Beer prices at the stadium start at $9.30 for a light beer, with the cheapest full ale starting at $10.20 for a Toohey’s New.
Players can pay $13.40 for a premium Stone & Wood.
Wilson called the prices “exorbitant” and berated Hemmes for “making it affordable”.
“Well, it’s not an exaggeration,” Hemmes shot back, pointing out that Toohey’s price at the stadium is only a dollar more than in many pubs.
He added that Stone & Wood was the most popular beer during the first three games at the stadium – a Roosters vs. Rabbitohs NRL game, a Wallabies Test and a Matildas soccer game.
Wilson wanted to know what Hemmes pays to buy the beers sold at the stadium.
“I just did a little research before I go on the air,” Wilson added.
“Toohey is new for $10.20 [but at] Dan Murphy’s six packs are $19.99, $3.33 per can, or buy them separately from Dan Murphys for $4.19 per can.’
Hemmes politely tried to explain the difference between a stadium bar and a discount liquor chain, but Wilson didn’t take it.
“Just let me finish, mate,” Wilson said.
“I understand you have to pitch things up a bit, but $10.20 a can in the store, but $4 in the store and the same [mark-up] with Stone & Wood for almost $14 a can of beer, that’s why my audience is scratching their heads, Justin.
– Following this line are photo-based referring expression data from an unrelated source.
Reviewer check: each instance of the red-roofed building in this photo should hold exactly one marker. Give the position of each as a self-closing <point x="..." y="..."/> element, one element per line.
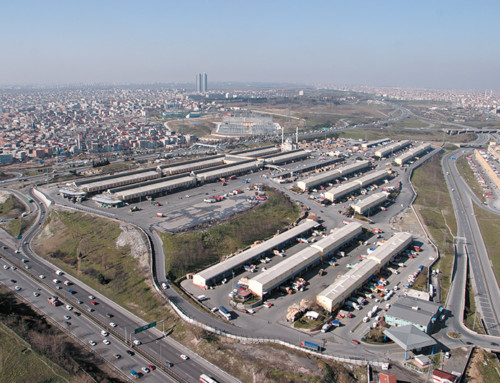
<point x="440" y="376"/>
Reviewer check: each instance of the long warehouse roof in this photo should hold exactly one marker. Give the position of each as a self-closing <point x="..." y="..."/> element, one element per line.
<point x="129" y="178"/>
<point x="391" y="247"/>
<point x="370" y="201"/>
<point x="281" y="272"/>
<point x="243" y="257"/>
<point x="336" y="239"/>
<point x="382" y="152"/>
<point x="219" y="172"/>
<point x="350" y="281"/>
<point x="412" y="153"/>
<point x="167" y="184"/>
<point x="186" y="166"/>
<point x="369" y="144"/>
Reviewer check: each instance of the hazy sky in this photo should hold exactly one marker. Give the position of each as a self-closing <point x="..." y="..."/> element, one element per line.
<point x="432" y="44"/>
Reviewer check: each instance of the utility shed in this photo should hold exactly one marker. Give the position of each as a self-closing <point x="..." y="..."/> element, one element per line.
<point x="342" y="288"/>
<point x="225" y="268"/>
<point x="338" y="238"/>
<point x="370" y="202"/>
<point x="396" y="244"/>
<point x="288" y="268"/>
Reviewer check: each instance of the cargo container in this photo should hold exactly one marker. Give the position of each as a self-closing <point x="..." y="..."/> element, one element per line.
<point x="310" y="346"/>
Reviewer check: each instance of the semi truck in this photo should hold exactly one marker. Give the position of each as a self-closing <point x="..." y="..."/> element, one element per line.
<point x="354" y="305"/>
<point x="309" y="346"/>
Hemmes, a veteran who has been running pubs for over 30 years, concluded with a careful explanation of why he got it all wrong.
“Okay, Jim, that’s not a fair comparison,” he began.
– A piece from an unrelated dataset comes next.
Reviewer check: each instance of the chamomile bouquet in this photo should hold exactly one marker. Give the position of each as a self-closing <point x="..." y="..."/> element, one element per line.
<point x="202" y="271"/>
“I’m sorry, you’re talking about very different businesses, completely different business models. You can’t compare a Dan Murphy’s to an operation in the stadium.”
Hemmes claimed Toohey’s New in Sydney’s revamped football stadium costs just $1 more than it does in a pub
Wilson attempted to outsmart Hemmes by “doing a little research before going on air” by comparing the price of beer at the stadium to the catalog of liquor store Dan Murphy’s
He pointed out that a large liquor store often trades at least 12 hours a day, 361 days a year with a handful of employees.
In comparison, a stadium is only allowed to sell alcohol for “two to three hours” on 40 matchdays and has to pay between 650 and 1,000 employees.
“You can’t compare a seven day, 12 to 14 hour operation to a stadium… it’s like comparing the price in Thailand to the price of beer in Australia, it’s a completely different cost structure and not a fair comparison.”
Wilson then claimed listeners complained about the cost of hot dogs and sodas at the stadium — $5.50 and $4.80 for a Coke — and compared them to Costco.
“A lot of our listeners are even texting now and saying you can get a hot dog and a drink with unlimited refills for $2 at Costco,” Wilson said.
“We’re not in Costco,” Hemmes replied.
“Yes, it’s a football stadium,” Wilson agreed, receiving a personal invitation from Hemmes.
“I’d love for you to come to the next game with me and I can show you the logistics of what’s important [running the stadium food and beverage] very different from a Dan Murphy’s and a Costco – the experience is world class.’